> >Sure, organisms like Azotobacter and Azospirillium are
> >desirable, but they don't add enough N for economically
> >sustainable crop production, and in the big picture are
> >not the central issue.
> This is the official line. If you think about it a little you
> will realize that it is just not true.
I've been trying to dig up information about this. This may be one of those
things that works well in the greenhouse but less well in the field. The
abstracts I have turned up on this say things like:
"Agricultural plants slowly use the biological N, so the application of N
fertilizers is necessary to obtain high yields."
"Particularly for dryland systems, these associations appear to be very
unreliable as a means of raising the nitrogen status of plants."
"Maximum benefit can be realized only through analysis and resolution of
major constraints to BNF performance in the field..."
"Azotobacter culture increased the yield by 5% and Azospirillum by 3%."
"Seeds inoculated with non-symbiotic fixing bacteria could save about 25 kg
N without much affecting the grain yield."
It looks like the N contributions are minor compared to things like plowing
down a stand of alflafa, application of manure, or modest fertilizer
application.
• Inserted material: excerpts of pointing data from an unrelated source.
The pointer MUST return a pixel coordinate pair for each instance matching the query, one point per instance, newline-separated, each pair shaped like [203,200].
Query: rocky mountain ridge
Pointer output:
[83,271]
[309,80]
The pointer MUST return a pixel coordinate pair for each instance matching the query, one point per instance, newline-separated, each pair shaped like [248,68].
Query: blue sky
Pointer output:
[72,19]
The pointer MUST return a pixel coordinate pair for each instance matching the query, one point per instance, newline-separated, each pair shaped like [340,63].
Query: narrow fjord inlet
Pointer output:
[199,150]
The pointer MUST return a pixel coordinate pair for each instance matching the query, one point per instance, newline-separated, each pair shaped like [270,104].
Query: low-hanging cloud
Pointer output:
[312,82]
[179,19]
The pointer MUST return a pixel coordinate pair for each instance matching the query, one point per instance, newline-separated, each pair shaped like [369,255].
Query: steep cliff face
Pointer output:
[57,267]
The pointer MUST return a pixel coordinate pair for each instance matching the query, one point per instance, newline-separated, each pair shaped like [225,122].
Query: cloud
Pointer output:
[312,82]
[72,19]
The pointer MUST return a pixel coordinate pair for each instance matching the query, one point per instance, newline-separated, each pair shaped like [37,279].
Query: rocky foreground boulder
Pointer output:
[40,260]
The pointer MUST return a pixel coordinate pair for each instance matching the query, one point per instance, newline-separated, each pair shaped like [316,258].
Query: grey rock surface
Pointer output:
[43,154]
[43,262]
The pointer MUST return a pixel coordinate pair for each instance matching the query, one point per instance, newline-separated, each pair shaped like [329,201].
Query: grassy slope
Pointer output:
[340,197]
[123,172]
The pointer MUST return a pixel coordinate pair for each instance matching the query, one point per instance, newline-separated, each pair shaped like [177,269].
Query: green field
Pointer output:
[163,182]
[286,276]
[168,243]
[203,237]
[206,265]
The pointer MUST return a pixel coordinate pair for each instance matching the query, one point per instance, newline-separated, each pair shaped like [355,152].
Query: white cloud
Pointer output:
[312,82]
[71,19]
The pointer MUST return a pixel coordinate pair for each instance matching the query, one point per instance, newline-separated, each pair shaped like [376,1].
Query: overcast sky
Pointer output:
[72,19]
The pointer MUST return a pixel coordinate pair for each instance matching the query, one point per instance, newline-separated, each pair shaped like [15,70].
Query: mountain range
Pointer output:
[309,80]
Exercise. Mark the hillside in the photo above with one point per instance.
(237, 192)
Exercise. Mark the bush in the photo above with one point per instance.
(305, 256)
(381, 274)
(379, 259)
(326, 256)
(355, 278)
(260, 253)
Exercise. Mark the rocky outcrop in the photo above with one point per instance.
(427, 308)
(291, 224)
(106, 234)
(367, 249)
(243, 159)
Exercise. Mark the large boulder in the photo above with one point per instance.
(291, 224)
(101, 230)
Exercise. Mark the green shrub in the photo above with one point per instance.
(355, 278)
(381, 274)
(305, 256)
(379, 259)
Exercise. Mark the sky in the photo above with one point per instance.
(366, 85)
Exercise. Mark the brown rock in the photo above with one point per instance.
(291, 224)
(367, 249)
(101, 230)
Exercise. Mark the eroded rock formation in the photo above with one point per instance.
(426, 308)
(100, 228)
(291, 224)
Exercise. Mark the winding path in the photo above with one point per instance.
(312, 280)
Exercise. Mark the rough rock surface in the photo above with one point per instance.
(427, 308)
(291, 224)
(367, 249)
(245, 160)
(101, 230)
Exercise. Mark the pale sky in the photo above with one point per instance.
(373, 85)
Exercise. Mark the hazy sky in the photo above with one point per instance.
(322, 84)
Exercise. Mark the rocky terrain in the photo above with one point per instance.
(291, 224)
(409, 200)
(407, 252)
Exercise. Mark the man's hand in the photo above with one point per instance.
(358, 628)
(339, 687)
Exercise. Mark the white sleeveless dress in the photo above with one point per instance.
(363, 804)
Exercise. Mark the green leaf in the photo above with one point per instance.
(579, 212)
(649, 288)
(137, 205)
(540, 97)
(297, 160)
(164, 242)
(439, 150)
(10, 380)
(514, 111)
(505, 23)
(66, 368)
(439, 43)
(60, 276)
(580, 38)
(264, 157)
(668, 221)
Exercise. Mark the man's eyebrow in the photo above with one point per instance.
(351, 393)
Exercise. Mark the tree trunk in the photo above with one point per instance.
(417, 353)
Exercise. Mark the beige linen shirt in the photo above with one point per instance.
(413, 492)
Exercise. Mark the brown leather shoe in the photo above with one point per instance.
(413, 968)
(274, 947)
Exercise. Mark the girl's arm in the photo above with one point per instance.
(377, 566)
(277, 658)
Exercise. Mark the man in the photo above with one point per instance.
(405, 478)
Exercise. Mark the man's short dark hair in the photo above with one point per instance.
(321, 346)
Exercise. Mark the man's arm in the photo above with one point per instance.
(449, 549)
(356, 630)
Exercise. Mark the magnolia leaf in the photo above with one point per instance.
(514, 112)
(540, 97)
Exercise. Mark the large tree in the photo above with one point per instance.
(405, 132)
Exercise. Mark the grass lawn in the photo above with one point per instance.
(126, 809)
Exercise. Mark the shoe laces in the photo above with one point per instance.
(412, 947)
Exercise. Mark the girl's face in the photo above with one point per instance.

If you have information about the contribution of free-living
nitrogen fixers, please send it, I would like to know.
> >I respect the "organic mythos" as an esthetic value, and
> >consider "organic" gardening to be an interesting challenge.
> >But I can't see any biological reason why modest additions
> >of fertilizer are detrimental to long-term soil health. It
> >is drainage and tillage that burns up the soil,
> >not fertilizer.
> It would be silly to argue about this. What is a "modest
I'm not arguing about this, just point out the available evidence. It looks
1. Free-living N fixers are small players in the N-budget of most annual
2. Addition of fertilizer N increases soil organic matter and biological
activity, all else being equal.
Of course there may be a lot we don't know!
> If you really respect the "organic mythos as an esthetic
> value" then you would understand why "a modest addition"
> of chemical fertilizer can't be permitted in certified
> organic products.
I'm more interested in sustainability than organic gardening (which is fine
if you have an upscale market).
> But the problem is not "modest additions". Modest amounts
> of N are easily available from natural sources (eg.
> azotobacter)--so why not use them?
Because to use azotobacter one probably must create an N-deficient situation
in many crops, such as corn. The reward you get is low yield. In practice,
it is more practical to use legume rotations and cover crops if you must
stay away from N fertilizer for esthetic or market reasons.
> Modest additions are not the problem. The problem is
> hundreds of kilos of N per hectare being applied in
> American agriculture,
I agree. We need better recommendations and perhaps more incentives for
farmers to avoid excessive N application rates.